With superhero movies' reliance on stars at an all-time low, it may be possible for an actor to be afforded the opportunity to give what's considered a truly great performance in this type of role again. And while I'm still unsure Gadot does exactly that, she may accomplish one better by simply doing the character and our imaginations justice. It's as much an achievement in casting as acting, lending weight to those Christopher Reeve mentions, even as this has little in common his Superman films. Its whole look, feel and tone is actually more in line with something like The Rocketeer, a comparison that was more hastily ascribed to Marvel's recent Captain America entries.
If a hero's only as strong as their villain, there's some debate as to who's considered the main one here. Though there's a good reason for that, it's still a bit of a problem considering it's so clearly Elena Ayaya's "Dr. Poison," with her terrifying look and intriguing motivations, who leaves the most lasting impression as an adversary. It's saddest to admit that as strong as most of the picture is, it still doesn't completely break out of the box, remaining recognizable as exactly what it is: Yet another superhero movie. What it has going for it is unusually good direction and a masterstroke in casting. What has little to do with that is the fact that it was directed by woman. Having everything to do with it is that she was the right person for the job, regardless of gender.

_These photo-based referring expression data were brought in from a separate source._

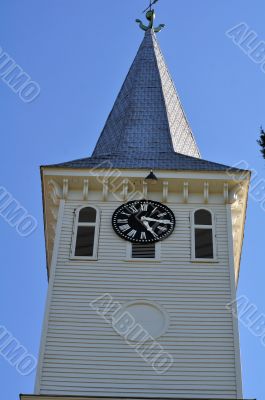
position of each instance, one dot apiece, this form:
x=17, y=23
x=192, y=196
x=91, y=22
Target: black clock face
x=143, y=221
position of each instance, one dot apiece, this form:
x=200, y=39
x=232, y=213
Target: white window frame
x=157, y=258
x=196, y=226
x=96, y=237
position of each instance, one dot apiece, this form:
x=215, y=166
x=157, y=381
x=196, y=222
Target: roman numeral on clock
x=124, y=228
x=143, y=236
x=133, y=209
x=132, y=233
x=144, y=207
x=161, y=215
x=162, y=228
x=122, y=221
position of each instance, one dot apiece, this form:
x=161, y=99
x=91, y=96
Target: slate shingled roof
x=147, y=127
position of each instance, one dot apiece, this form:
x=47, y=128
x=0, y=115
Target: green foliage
x=261, y=142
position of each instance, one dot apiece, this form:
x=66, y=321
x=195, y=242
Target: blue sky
x=79, y=52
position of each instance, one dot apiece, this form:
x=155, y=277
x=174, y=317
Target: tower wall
x=81, y=354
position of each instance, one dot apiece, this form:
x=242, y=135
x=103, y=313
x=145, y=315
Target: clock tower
x=143, y=244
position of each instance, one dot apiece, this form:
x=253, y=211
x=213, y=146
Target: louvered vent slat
x=143, y=251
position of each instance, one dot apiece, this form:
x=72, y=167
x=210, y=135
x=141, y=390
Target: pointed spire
x=147, y=116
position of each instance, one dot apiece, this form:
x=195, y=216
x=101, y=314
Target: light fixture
x=151, y=178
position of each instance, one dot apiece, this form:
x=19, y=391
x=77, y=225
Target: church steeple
x=147, y=116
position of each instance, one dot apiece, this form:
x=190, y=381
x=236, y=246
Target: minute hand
x=161, y=221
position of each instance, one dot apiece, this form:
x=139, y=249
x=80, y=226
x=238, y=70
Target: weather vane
x=150, y=16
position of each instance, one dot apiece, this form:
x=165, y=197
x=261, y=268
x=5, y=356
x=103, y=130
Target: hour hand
x=160, y=221
x=148, y=227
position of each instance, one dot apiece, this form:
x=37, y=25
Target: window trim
x=196, y=226
x=157, y=258
x=75, y=228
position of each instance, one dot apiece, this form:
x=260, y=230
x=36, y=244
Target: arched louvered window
x=85, y=241
x=203, y=235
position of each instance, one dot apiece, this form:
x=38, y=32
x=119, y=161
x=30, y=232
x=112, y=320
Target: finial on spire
x=150, y=16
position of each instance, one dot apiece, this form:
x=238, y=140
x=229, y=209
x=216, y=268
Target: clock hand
x=161, y=221
x=148, y=227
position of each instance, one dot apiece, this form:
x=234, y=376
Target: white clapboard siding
x=84, y=356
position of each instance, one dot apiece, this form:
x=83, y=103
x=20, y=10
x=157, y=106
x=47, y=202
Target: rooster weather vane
x=150, y=16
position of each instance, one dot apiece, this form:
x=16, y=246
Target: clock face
x=143, y=221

Still overlong at nearly two and a half hours, it uses its time better than most, before delivering a third act that doesn't really distinguish itself from other entries in the genre, falling back on a climactic CGI-laden showdown, with a bit of a surprising twist. But at least most of what leads up to it works better than most expected given all the obstacles in bringing one of the most creatively challenging comic characters to the big screen. Whether this can continue, or more importantly, whether it should, is a different question entirely. But for now, it's worth basking in the victory of a successful Wonder Woman installment that's feels as if it's been a long time coming.